CRONACA

Il 21 giugno Giornata mondiale Sla, al centro i diritti

I diritti delle persone con Sla e dei caregiver, diritti fondamentali scritti e condivisi in tutto il mondo dall’Alleanza delle associazioni rappresentative della comunità internazionale dei pazienti, saranno il punto d’attenzione del Global Day 2021.

La Giornata Mondiale, promossa dall’International Alliance of ALS/MND Associations, si celebra ogni anno il 21 giugno.

“La scelta della data è tutt’altro che casuale, perché vuole esprimere la speranza in un punto di svolta per ciò che riguarda la ricerca delle cause, dei trattamenti e delle cure per sconfiggere finalmente questa patologia”, dice l’Aisla, l’Associazione italiana sclerosi laterale amiotrofica, unico membro italiano dell’Alleanza. Il fiordaliso, fiore bellissimo e raro è il simbolo della Giornata.

Il messaggio della giornata #ALSMNDwithoutborders riassume il concetto che la malattia non può e non deve rappresentare una barriera.

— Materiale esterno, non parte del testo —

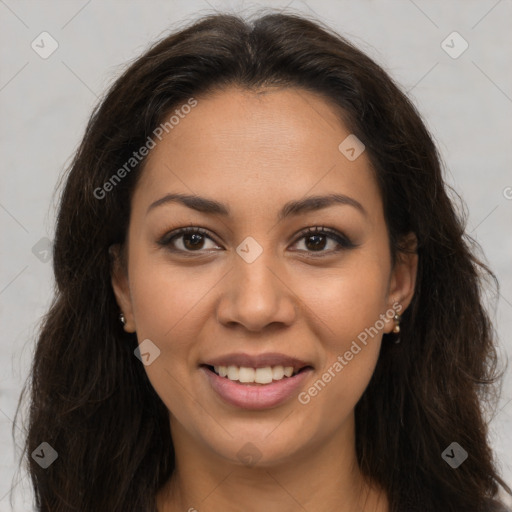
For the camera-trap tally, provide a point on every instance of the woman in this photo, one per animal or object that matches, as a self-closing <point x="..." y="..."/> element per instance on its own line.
<point x="266" y="299"/>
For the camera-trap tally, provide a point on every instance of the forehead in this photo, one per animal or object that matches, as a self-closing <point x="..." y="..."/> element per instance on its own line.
<point x="257" y="149"/>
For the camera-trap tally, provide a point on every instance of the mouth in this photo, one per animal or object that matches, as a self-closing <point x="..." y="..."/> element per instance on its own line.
<point x="256" y="383"/>
<point x="256" y="376"/>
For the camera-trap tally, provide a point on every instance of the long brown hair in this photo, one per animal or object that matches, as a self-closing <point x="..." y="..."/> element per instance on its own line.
<point x="90" y="398"/>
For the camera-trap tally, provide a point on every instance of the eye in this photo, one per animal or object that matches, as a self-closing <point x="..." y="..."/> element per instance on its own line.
<point x="192" y="239"/>
<point x="316" y="239"/>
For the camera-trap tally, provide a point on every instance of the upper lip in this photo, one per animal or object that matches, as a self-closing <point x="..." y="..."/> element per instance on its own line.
<point x="257" y="361"/>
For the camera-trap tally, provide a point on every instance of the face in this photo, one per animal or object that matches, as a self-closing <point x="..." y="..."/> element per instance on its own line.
<point x="256" y="287"/>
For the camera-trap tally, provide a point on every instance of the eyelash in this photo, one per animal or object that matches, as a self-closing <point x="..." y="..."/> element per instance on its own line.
<point x="343" y="241"/>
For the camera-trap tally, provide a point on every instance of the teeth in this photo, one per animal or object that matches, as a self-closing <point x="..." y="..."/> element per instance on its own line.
<point x="258" y="375"/>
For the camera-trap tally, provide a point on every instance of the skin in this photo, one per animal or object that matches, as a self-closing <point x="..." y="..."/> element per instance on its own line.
<point x="254" y="151"/>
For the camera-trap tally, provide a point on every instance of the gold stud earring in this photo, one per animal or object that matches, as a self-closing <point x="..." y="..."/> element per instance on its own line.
<point x="396" y="328"/>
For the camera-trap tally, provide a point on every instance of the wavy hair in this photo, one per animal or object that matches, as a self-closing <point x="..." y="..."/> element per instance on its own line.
<point x="90" y="398"/>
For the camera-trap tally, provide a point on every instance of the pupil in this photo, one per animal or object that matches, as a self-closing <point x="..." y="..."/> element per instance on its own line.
<point x="316" y="244"/>
<point x="195" y="244"/>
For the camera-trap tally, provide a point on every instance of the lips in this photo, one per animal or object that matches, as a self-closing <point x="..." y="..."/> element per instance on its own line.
<point x="254" y="395"/>
<point x="258" y="361"/>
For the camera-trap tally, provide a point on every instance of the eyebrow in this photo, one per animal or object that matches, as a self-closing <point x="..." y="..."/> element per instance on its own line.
<point x="291" y="208"/>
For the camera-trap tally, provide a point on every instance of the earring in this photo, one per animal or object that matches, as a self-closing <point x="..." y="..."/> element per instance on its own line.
<point x="396" y="328"/>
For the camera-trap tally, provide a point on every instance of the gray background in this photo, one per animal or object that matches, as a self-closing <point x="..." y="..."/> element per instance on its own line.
<point x="45" y="103"/>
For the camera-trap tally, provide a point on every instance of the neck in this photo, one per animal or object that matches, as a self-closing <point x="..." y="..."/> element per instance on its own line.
<point x="325" y="477"/>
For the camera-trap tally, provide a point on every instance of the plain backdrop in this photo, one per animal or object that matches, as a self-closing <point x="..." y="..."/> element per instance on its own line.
<point x="45" y="102"/>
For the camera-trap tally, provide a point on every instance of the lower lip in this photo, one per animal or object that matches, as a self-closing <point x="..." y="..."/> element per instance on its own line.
<point x="256" y="396"/>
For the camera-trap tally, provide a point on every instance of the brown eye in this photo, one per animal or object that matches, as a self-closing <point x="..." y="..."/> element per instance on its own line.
<point x="190" y="239"/>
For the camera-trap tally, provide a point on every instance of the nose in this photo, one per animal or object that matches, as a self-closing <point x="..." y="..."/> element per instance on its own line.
<point x="257" y="295"/>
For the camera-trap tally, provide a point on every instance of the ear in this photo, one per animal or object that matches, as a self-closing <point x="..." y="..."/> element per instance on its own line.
<point x="403" y="277"/>
<point x="121" y="286"/>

“Per ricordarci che solo la paura può renderci prigionieri e che la malattia non può fermare la nostra speranza” – dice Fulvia Massimelli, presidente nazionale di Aisla – “seppur nel pieno rispetto delle regole di distanziamento, vogliamo continuare ad essere al fianco della nostra comunità. Lo faremo attraverso una lunga maratona d’iniziative in presenza e virtuali che coinvolgeranno l’intero Paese per tutta la settimana”.

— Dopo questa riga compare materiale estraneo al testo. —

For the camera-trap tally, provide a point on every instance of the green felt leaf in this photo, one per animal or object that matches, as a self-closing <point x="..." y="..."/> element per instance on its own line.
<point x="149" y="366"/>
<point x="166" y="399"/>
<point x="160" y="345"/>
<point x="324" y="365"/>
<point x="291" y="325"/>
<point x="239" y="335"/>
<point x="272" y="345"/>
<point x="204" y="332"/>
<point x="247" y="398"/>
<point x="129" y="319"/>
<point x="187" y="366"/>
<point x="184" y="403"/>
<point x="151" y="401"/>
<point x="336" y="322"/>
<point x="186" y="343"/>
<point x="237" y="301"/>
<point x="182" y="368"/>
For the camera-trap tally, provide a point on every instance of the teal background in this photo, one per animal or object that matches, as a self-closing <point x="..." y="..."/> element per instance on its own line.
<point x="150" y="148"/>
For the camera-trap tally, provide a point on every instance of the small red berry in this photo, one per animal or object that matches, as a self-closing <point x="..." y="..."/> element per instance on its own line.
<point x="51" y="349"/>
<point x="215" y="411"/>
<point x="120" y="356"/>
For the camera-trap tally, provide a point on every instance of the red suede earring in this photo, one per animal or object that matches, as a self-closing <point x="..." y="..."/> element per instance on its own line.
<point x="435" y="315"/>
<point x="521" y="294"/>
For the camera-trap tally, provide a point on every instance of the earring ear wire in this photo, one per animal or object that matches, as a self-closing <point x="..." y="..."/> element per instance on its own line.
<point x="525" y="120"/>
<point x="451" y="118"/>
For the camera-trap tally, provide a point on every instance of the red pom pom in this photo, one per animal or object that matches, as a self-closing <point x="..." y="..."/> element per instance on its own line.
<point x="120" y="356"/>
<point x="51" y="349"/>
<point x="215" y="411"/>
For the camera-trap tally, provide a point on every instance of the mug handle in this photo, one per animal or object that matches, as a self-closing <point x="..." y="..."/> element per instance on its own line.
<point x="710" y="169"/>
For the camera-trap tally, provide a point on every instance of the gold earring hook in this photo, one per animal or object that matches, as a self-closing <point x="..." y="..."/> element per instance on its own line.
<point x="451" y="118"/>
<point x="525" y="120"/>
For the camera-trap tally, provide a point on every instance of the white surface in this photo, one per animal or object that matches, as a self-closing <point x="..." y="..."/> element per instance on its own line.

La SLA è una malattia talmente invalidante si legge in una nota – da stravolgere la vita non solo della persona malata, ma dell’intero nucleo familiare.

Ecco perché l’introduzione del manifesto dedicato ai diritti dei caregiver sposa la battaglia che da anni Aisla sta promuovendo per vedere riconosciuto il valore sociale di questa figura. “Si tratta di migliaia di persone che si prendono cura del proprio caro assumendosi una responsabilità spossante”.

La cerimonia ufficiale di apertura del Global Day 2021 sarà trasmessa in diretta Facebook da Piombino, domenica 20 giugno.

Tutti possono partecipare alla campagna di sensibilizzazione, l’invito è quello di indossare qualcosa di blu, quale segno di riconoscimento della lotta alla Sla.